Podemos empezar. Ahora ya está lista.
Estaba sentado en la mesa del despacho nuevamente. La voz dulce de la mujer se escuchó una vez más a través del interfono.
—Lo hemos preparado todo, profesor Haberland.
«¿Haberland? ¿Es así como me llamo?».
Atrapado por sus recuerdos en tres dimensiones, se levantó despacio, caminó por el despacho, en cuya pared se hallaba colgado el título de medicina, y abrió una puerta tapizada de color blanco.
A continuación, el director de cine puso en marcha a cámara rápida la película de su memoria. A partir de ese momento se enfrentaría a las grabaciones inquietantes sin excepción: una niña pequeña que, con sonrisa cansada, mostraba sus dientes con aparatos; su cabeza rubia y rizada yacía somnolienta sobre la cama del hospital.
Luego el temblor. Los ataques convulsivos del delicado cuerpo de aquella niña que, como si de un acto de exorcismo se tratara, no dejaba de retorcerse bajo la presión de unas fuertes manos que intentaban inmovilizarla en la cama sin éxito. Sus manos.
Caspar escuchó un golpe: algo empezaba a arder en su cara, pero lo único que podía hacer era parpadear, y entonces todo se hizo oscuro a su alrededor. El tren de la memoria había entrado en un túnel o posiblemente se hallaba en una zona desolada en mitad de la noche, tal vez en un bosque, ya que ahora llevaba un rato sin poder ver nada más que aquello, hasta que, de repente, sintió un fuerte zarandeo, como si el tren hubiera descarrilado.
Su cuerpo recibió una sacudida, y volvió a escuchar un golpe, esta vez aún más fuerte, y entonces, en cuestión de segundos se vio inmerso en un entorno totalmente diferente, uno que le recordaba al sueño del cual Linus le había despertado unas horas antes.
Ahora ya no iba sentado en un tren, sino en un coche; en el suyo.

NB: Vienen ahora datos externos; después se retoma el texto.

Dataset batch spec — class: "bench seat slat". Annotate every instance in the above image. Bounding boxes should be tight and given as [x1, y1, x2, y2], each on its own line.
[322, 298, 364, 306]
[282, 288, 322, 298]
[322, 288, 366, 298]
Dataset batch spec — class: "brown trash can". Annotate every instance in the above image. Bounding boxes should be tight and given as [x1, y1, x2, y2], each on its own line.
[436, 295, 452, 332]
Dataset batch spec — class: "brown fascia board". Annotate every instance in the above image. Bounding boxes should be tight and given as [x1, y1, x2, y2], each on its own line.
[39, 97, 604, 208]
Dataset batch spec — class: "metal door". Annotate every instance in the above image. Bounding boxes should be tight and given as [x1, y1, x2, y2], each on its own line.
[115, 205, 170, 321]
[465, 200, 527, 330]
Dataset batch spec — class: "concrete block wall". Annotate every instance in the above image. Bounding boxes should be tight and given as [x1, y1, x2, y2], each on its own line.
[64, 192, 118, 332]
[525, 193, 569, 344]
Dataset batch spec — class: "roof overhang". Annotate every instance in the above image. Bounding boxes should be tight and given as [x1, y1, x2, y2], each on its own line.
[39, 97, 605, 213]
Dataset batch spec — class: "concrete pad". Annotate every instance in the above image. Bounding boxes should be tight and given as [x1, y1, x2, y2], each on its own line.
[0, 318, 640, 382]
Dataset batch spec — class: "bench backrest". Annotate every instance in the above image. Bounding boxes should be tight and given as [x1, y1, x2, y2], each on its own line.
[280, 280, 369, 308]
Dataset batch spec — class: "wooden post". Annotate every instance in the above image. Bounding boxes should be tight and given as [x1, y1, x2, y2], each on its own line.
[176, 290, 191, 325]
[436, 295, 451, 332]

Fuera, la densa lluvia golpeaba contra el parabrisas. Rápido, terriblemente rápido, más aún que los árboles que le pasaban a los lados mientras conducía.
«¿Por qué voy conduciendo a tanta velocidad en medio de un temporal como éste?».

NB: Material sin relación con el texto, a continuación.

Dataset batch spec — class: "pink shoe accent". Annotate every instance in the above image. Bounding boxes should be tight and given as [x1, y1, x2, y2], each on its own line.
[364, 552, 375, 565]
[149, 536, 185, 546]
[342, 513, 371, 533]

Puso en marcha el limpiaparabrisas, pero no lograba desprenderse de la cortina nebulosa, ni siquiera con ayuda del modo de intervalo rápido.
«¡Estoy llorando! ¿Por qué estoy llorando? ¿Y por qué no soy capaz de concentrarme en la carretera y, en vez de eso, me dedico a coger… del asiento contiguo?».
Cogió un expediente y lo fue hojeando hasta llegar aproximadamente a la mitad del fichero, hasta encontrar las fotografías.
Había dos. La más grande, la de Jonathan Bruck, estaba tirada de cualquier manera en el asiento del copiloto, junto a una botella de whisky medio vacía.
Pero eso era lo de menos. Mucho más importante era la fotografía pequeña.
«¿Por qué cojo la foto de mi hija del expediente de un paciente y me la quedo mirando fijamente? ¿Cómo es que no me concentro en la carretera, en esa vía inundada por la lluvia que a duras penas puedo ver porque mis lágrimas me lo impiden?».
Los dos airbags se activaron y el tensor del cinturón de seguridad le arrastró hacia atrás de un tirón, pero los sistemas de seguridad de su berlina no pudieron hacer nada contra las llamas, que, en cuestión de segundos, empezaron a salir disparadas desde el salpicadero del coche. Intentó mover las piernas. Arrugó la fotografía de su hija con su mano cuando, lleno de dolor, quiso volverse hacia un lado para abrir la puerta, pero entonces se dio cuenta de que estaba… paralizado. O atrapado.
«Maldita sea, estoy atrapado. No puedo salir de aquí, tengo que… despertarme… tengo que…».